From Dilworth’s many original observations, we learn that Jones displayed an early fondness for interwoven things, a characteristic which was to permeate all his work. For several periods during the conflict, he was engaged in map-making, which he liked, and observed the ‘complex meander of entrenchments’. Dilworth describes one frightening experience when, against orders, Jones took off his boots to sleep. On being suddenly awakened by gunfire, he had several moments’ panic while trying to find both boots in the dark: This experience re-surfaces in the frontispiece to In Parenthesis, which depicts a soldier with only one boot.
Jones was able to find beauty even in the appalling conditions: he describes how he noticed a coloured label on a German ‘dropt stick bomb’, and Dilworth observes that even battle could not suppress the aesthete in him. His drawing of dead rats must count among the most poignant of his sketches. The event which Dilworth describes in detail and refers to as an ‘epiphany of beauty and transcendence’ was his chancing upon Mass being said in a barn; this was an experience both aesthetic and spiritual, and which led to his being received into the Catholic Church in 1921. All these details bring David Jones to life, and are critical to an understanding of how he wrote In Parenthesis.

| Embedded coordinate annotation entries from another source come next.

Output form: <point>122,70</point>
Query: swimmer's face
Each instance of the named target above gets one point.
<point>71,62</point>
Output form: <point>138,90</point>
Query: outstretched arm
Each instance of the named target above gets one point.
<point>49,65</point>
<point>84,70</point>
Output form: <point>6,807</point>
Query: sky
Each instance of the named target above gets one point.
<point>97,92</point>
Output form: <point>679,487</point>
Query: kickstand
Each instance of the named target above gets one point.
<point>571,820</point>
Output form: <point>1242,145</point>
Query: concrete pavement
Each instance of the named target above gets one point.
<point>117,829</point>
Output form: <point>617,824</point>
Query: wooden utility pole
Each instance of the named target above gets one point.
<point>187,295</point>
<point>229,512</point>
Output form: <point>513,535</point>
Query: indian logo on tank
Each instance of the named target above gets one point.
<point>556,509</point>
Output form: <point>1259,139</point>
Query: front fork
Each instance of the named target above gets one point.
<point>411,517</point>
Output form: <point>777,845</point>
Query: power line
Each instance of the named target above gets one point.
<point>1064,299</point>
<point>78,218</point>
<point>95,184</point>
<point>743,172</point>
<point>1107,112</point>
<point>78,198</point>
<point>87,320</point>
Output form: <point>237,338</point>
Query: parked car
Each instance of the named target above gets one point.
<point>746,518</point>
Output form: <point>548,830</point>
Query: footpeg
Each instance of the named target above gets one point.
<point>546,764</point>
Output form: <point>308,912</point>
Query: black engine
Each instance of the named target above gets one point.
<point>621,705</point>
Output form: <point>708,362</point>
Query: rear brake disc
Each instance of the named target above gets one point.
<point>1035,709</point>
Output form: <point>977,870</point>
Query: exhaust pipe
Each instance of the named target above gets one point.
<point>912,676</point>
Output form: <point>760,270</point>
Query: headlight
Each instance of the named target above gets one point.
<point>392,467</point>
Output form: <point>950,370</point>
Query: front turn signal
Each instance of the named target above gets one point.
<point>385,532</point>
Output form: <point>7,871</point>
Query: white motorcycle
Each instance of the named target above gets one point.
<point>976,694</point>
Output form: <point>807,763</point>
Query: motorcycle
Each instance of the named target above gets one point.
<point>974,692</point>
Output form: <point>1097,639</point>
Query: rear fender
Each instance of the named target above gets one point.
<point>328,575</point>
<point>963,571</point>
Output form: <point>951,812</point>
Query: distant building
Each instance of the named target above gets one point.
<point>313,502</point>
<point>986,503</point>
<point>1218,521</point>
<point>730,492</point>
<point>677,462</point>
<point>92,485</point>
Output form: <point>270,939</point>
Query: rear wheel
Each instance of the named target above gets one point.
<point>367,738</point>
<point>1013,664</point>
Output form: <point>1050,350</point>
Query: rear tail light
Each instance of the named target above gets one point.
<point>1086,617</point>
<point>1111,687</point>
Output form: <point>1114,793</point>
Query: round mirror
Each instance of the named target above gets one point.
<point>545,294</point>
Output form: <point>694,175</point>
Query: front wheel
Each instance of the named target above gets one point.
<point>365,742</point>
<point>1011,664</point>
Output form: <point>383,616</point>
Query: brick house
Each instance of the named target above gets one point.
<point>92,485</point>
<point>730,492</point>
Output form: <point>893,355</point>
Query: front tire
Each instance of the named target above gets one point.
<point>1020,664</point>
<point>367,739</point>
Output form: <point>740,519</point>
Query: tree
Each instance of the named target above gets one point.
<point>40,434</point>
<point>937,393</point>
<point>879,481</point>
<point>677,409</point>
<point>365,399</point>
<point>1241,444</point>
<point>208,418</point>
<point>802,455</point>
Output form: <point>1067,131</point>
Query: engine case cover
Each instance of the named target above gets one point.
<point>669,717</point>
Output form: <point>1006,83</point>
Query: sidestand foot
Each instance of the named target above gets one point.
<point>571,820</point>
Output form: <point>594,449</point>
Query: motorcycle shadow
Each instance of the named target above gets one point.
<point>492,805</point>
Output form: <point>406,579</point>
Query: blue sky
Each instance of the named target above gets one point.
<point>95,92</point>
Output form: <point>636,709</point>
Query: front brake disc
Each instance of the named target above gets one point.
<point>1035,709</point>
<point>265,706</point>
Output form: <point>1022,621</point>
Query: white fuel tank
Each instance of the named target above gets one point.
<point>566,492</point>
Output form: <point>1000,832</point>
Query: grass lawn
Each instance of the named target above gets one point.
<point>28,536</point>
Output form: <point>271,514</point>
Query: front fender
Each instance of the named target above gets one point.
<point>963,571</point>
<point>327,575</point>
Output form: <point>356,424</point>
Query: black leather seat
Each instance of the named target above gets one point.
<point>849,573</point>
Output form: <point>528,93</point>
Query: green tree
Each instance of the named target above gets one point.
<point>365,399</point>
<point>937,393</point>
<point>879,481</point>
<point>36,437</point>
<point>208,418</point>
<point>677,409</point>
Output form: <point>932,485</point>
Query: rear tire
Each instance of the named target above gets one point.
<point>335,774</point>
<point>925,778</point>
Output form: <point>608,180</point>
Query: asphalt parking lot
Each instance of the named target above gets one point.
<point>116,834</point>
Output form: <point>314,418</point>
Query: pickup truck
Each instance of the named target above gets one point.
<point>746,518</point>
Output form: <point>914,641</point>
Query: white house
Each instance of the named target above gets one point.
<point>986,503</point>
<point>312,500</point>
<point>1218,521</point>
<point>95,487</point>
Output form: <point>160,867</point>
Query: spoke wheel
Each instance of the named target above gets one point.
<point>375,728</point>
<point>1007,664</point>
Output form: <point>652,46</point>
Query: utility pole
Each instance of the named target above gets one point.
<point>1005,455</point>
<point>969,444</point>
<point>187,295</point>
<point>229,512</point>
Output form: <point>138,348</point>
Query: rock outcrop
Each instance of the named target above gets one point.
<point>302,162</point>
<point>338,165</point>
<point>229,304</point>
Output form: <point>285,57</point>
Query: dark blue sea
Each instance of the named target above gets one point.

This book gives a vivid and highly readable account of a man who, in the terrible circumstances of war, remained true to his earliest sense of vocation as an artist; through its pages we come to realise what its re-creation in poetic form must have cost him. It explains vividly how his early love of history came to permeate his art and his poetry, illuminating the backgrounds to his work whose subtlety and scholarship has always defied an easy interpretation.
* In his book Into the Silence, (Vintage, 2012) Wade Davies quotes Herbert Read’s thoughts on returning home on leave: “between us was a dark screen of horror and violation…we left the war…dazed, indifferent, incapable of any creative action…” (p 198) He also describes how Robert Graves, shell-shocked, “remained mute, as did so many of his generation, simply because language itself had failed them.” (p92) Words did not exist to describe what they had endured.